An immediate issue for leaders is to figure out how to fill a potentially significant shortage of skilled workers. Before last week, most EU residents had an automatic right to work in England, Scotland, and Northern Ireland. For instance, if an office in Manchester needed a computer programmer, it could hire someone from Barcelona without much paperwork or cost. Now, companies will need to lobby for work visas if they want to hire someone from overseas.

The talent issue wasn’t unanticipated, of course. “Businesses have known Brexit was coming,” says Mary Macleod, a Korn Ferry senior client partner and a former member of Parliament. The current UK government, led by Prime Minister Boris Johnson, is fully aware of Britain’s need for more skilled workers, she says. Indeed, one of Johnson’s talking points during the election was his desire to get more skilled workers coming into the UK rather than the unskilled.

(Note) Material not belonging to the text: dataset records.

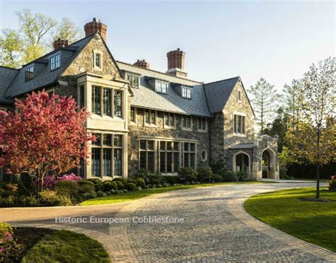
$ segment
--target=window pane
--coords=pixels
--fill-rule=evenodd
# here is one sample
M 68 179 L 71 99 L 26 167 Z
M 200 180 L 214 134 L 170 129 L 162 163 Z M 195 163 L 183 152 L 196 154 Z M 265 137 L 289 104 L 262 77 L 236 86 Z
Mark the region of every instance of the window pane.
M 91 174 L 92 176 L 101 176 L 101 149 L 91 149 Z
M 121 149 L 114 149 L 114 175 L 121 176 L 121 162 L 122 162 L 122 151 Z
M 101 88 L 92 87 L 92 113 L 101 114 Z
M 159 171 L 161 173 L 166 172 L 166 153 L 160 153 L 159 154 Z
M 133 107 L 130 107 L 130 121 L 135 122 L 135 109 Z
M 103 89 L 103 114 L 112 116 L 111 101 L 111 89 Z
M 145 150 L 146 149 L 146 142 L 145 140 L 140 140 L 140 149 Z
M 140 151 L 140 169 L 146 169 L 146 152 Z
M 103 134 L 103 144 L 108 146 L 112 146 L 112 135 L 111 134 Z
M 148 171 L 154 172 L 154 151 L 148 151 Z
M 121 91 L 114 91 L 114 115 L 122 117 L 122 94 Z
M 122 135 L 114 135 L 114 146 L 121 147 L 123 141 L 121 140 Z
M 105 176 L 112 176 L 112 149 L 104 149 L 103 153 L 103 175 Z
M 96 137 L 96 141 L 92 141 L 92 144 L 93 145 L 98 145 L 98 146 L 101 146 L 101 134 L 93 134 L 92 135 L 94 135 L 95 137 Z
M 150 123 L 150 111 L 148 109 L 145 111 L 145 122 Z

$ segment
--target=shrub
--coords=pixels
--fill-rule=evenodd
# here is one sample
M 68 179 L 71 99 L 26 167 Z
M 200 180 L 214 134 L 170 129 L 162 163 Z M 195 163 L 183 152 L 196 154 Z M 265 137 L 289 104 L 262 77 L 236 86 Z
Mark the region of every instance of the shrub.
M 213 176 L 213 171 L 208 166 L 199 167 L 197 169 L 197 180 L 200 182 L 210 182 Z
M 179 174 L 181 178 L 188 182 L 197 180 L 197 171 L 191 167 L 181 168 Z
M 123 190 L 125 188 L 125 184 L 121 181 L 116 181 L 115 183 L 117 184 L 118 190 Z
M 238 181 L 238 176 L 237 176 L 237 173 L 234 172 L 233 171 L 225 171 L 223 170 L 220 173 L 223 181 L 225 182 L 237 182 Z
M 38 193 L 40 203 L 44 205 L 69 205 L 71 200 L 66 196 L 57 195 L 56 191 L 44 190 Z
M 221 182 L 221 181 L 223 181 L 223 178 L 219 174 L 213 174 L 213 180 L 215 182 Z
M 180 178 L 176 176 L 162 176 L 161 178 L 162 181 L 170 184 L 179 183 L 181 181 Z
M 135 191 L 135 190 L 137 190 L 138 187 L 133 183 L 127 183 L 125 185 L 125 188 L 126 188 L 126 190 L 128 190 L 129 191 Z
M 123 184 L 127 183 L 127 180 L 123 177 L 117 177 L 112 180 L 113 182 L 121 182 Z
M 106 195 L 107 195 L 103 191 L 99 190 L 97 192 L 97 197 L 103 197 L 103 196 L 106 196 Z
M 55 190 L 58 195 L 68 197 L 76 195 L 77 188 L 77 183 L 71 181 L 60 181 L 55 186 Z
M 101 179 L 99 179 L 99 178 L 89 178 L 89 179 L 86 179 L 86 181 L 89 181 L 90 182 L 94 183 L 94 190 L 96 192 L 97 192 L 99 190 L 103 190 L 103 181 Z
M 111 190 L 117 190 L 118 186 L 116 182 L 111 181 L 106 181 L 103 183 L 104 192 L 109 192 Z
M 135 180 L 135 182 L 137 186 L 140 187 L 142 189 L 146 188 L 146 182 L 144 178 L 138 178 Z
M 78 192 L 80 193 L 94 193 L 94 183 L 87 180 L 78 183 Z
M 246 173 L 246 172 L 244 171 L 240 171 L 239 172 L 237 172 L 236 174 L 238 181 L 240 182 L 244 182 L 247 181 L 249 178 L 247 173 Z

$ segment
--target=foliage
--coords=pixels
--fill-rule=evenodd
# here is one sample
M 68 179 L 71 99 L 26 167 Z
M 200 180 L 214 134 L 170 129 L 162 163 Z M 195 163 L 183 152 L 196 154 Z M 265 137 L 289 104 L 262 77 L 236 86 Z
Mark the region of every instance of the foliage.
M 40 204 L 47 206 L 69 205 L 71 200 L 66 196 L 58 195 L 56 191 L 44 190 L 38 193 Z
M 9 166 L 9 173 L 27 173 L 41 190 L 48 173 L 65 173 L 86 160 L 93 139 L 83 125 L 89 113 L 79 110 L 72 97 L 43 91 L 15 104 L 14 112 L 0 111 L 0 144 L 6 154 L 0 166 Z
M 182 167 L 179 171 L 179 176 L 188 182 L 197 180 L 197 171 L 191 167 Z
M 78 183 L 78 192 L 80 193 L 94 193 L 94 183 L 87 180 Z
M 127 183 L 125 185 L 125 188 L 128 190 L 129 191 L 135 191 L 137 190 L 137 186 L 133 183 Z
M 82 37 L 67 18 L 58 23 L 43 14 L 32 14 L 29 9 L 18 11 L 16 16 L 19 28 L 5 28 L 0 34 L 0 64 L 6 67 L 20 68 L 41 57 L 52 50 L 52 39 L 62 38 L 72 43 Z
M 260 127 L 262 134 L 266 124 L 271 121 L 276 107 L 276 101 L 279 100 L 279 95 L 271 85 L 262 77 L 254 86 L 247 90 L 252 95 L 251 102 L 253 105 L 257 124 Z
M 118 185 L 116 182 L 112 182 L 111 181 L 106 181 L 103 183 L 103 190 L 105 192 L 109 192 L 111 190 L 118 190 Z
M 213 173 L 211 168 L 204 166 L 197 168 L 197 181 L 198 182 L 210 182 L 213 179 Z

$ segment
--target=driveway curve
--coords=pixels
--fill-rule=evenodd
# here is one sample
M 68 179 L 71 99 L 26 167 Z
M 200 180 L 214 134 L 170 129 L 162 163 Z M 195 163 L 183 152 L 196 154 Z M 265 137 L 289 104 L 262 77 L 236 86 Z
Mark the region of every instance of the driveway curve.
M 259 193 L 313 186 L 228 185 L 175 190 L 113 205 L 4 208 L 0 221 L 84 233 L 101 242 L 115 262 L 336 261 L 335 253 L 275 230 L 242 207 L 245 200 Z M 79 222 L 83 218 L 89 221 L 90 216 L 94 221 Z M 57 218 L 56 223 L 55 217 L 65 218 Z M 61 218 L 67 217 L 77 222 L 62 222 Z M 114 222 L 103 222 L 104 218 Z M 156 222 L 142 222 L 146 220 Z

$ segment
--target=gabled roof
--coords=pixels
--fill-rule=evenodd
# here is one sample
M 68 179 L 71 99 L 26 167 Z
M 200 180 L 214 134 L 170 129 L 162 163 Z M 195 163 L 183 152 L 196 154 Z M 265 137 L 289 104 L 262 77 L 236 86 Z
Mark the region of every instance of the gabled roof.
M 164 112 L 211 117 L 201 82 L 171 76 L 120 61 L 117 63 L 121 70 L 136 73 L 141 76 L 139 88 L 132 88 L 134 96 L 131 98 L 131 105 Z M 169 82 L 167 94 L 156 92 L 150 85 L 148 80 L 151 79 Z M 179 95 L 174 87 L 177 84 L 191 87 L 192 89 L 191 99 L 184 98 Z
M 211 113 L 220 112 L 224 109 L 240 77 L 204 84 L 206 100 Z
M 6 99 L 4 95 L 7 87 L 18 74 L 19 70 L 0 66 L 0 102 L 13 103 L 13 100 Z
M 76 58 L 77 54 L 86 45 L 90 40 L 94 36 L 94 34 L 90 35 L 84 38 L 67 47 L 61 48 L 60 50 L 53 50 L 41 58 L 35 60 L 28 64 L 23 65 L 22 68 L 18 70 L 18 73 L 13 82 L 5 93 L 6 98 L 18 96 L 34 90 L 47 86 L 52 83 L 55 82 L 64 70 L 67 69 L 69 65 Z M 62 65 L 60 68 L 50 71 L 49 70 L 49 65 L 45 62 L 47 61 L 48 57 L 54 53 L 61 50 L 61 61 Z M 38 63 L 39 66 L 44 67 L 41 70 L 34 76 L 33 80 L 25 81 L 25 70 L 26 66 L 33 64 Z

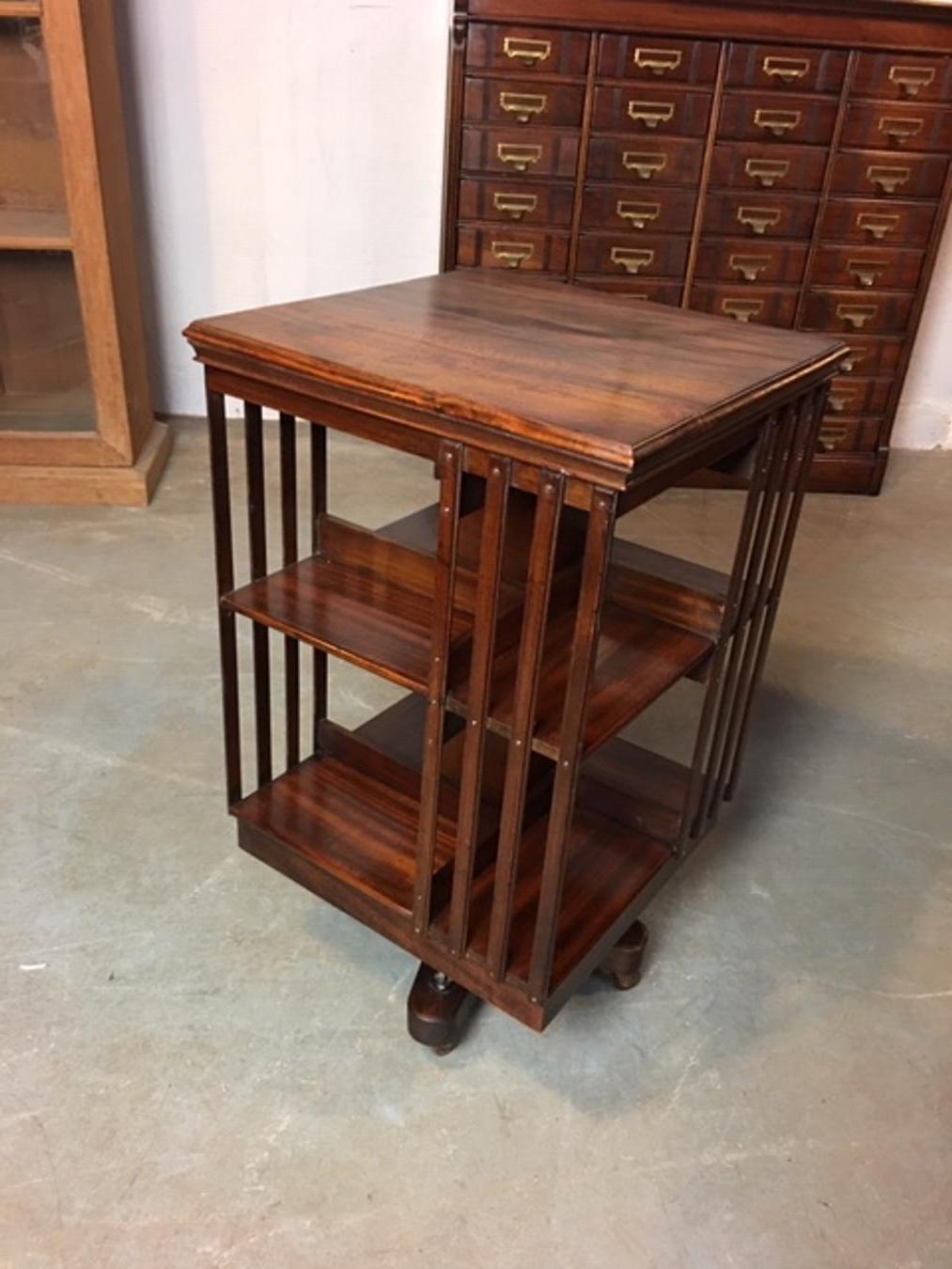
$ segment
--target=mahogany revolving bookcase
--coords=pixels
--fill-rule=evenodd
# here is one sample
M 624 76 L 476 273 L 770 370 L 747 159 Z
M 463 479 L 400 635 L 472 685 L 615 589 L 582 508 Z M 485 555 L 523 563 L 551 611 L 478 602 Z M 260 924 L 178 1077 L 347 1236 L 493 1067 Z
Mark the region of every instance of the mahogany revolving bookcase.
M 476 999 L 542 1030 L 595 971 L 633 986 L 638 914 L 736 787 L 844 345 L 490 273 L 234 313 L 187 338 L 208 388 L 240 845 L 419 957 L 410 1033 L 438 1052 Z M 226 397 L 244 402 L 246 582 Z M 434 505 L 376 532 L 329 515 L 327 428 L 430 459 Z M 727 574 L 616 537 L 618 516 L 711 464 L 750 481 Z M 338 726 L 329 656 L 406 697 Z M 619 737 L 682 679 L 699 693 L 689 764 Z

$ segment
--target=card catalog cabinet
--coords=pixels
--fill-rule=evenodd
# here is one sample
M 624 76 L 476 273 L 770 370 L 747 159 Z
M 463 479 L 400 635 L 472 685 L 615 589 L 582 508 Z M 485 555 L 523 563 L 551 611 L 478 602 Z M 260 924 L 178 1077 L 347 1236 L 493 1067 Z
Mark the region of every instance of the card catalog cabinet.
M 952 4 L 457 0 L 444 266 L 842 335 L 811 480 L 872 494 L 951 148 Z

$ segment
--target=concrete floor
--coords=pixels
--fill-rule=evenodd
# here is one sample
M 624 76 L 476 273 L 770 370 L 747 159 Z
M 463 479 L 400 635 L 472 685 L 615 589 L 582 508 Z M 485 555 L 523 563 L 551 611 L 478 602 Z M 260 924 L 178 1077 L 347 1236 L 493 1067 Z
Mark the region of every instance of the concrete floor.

However, government officials sometimes aren’t fully aware which particular skills businesses need, or in what quantities. Business leaders need to make their specific needs heard with their elected ministers, says Macleod. “They need to do that early and continually,” she says.

The alternative, of course, is finding talent, both low- and high-skilled, within the UK’s boundaries. That could be a big task for some industries. Nearly a quarter of the people who work in the UK food and beverage industry are from the European continent, according to the International Monetary Fund, and industries as disparate as finance, transport, healthcare, and tech all source 5% or more of their workforces from the EU.

And while the talent issue might be something most leaders can account for, experts say leaders must tap into something bigger: relearning risk. Britain’s restored autonomy will mean changes in the way that large corporations get managed in Europe. In turn, that will require British executives to polish up their risk-taking and negotiating skills, says Kirsta Anderson, leader of Korn Ferry’s global Culture Transformation practice.

While Britain was in the EU, UK business operations often were included under the umbrella of Europe by multinational corporations. In turn, that meant many big decisions were made at a regional level, not at the country level. “The UK lost its negotiation abilities because in some ways the EU took it over,” Anderson says.

Now, UK subsidiaries will need to make decisions separate from the regional ones, Anderson explains. Laws and regulations in the UK most likely will diverge from those in the EU. Getting executives to make those decisions without clear direction may be harder than it would seem. Contrary to popular belief, the freedom associated with autonomy isn’t usually embraced by many executives—in fact, quite the opposite. “Most companies find that people have a fear of making decisions and don’t want to take risks,” she says.

What will be required is some thorough retraining through the executive ranks, Anderson says. That “reboot camp” will include helping boost the conviction that leaders have in their ideas and their willingness to act upon that. “It means replenishing the skills, the confidence, and risk appetite of leaders,” she says.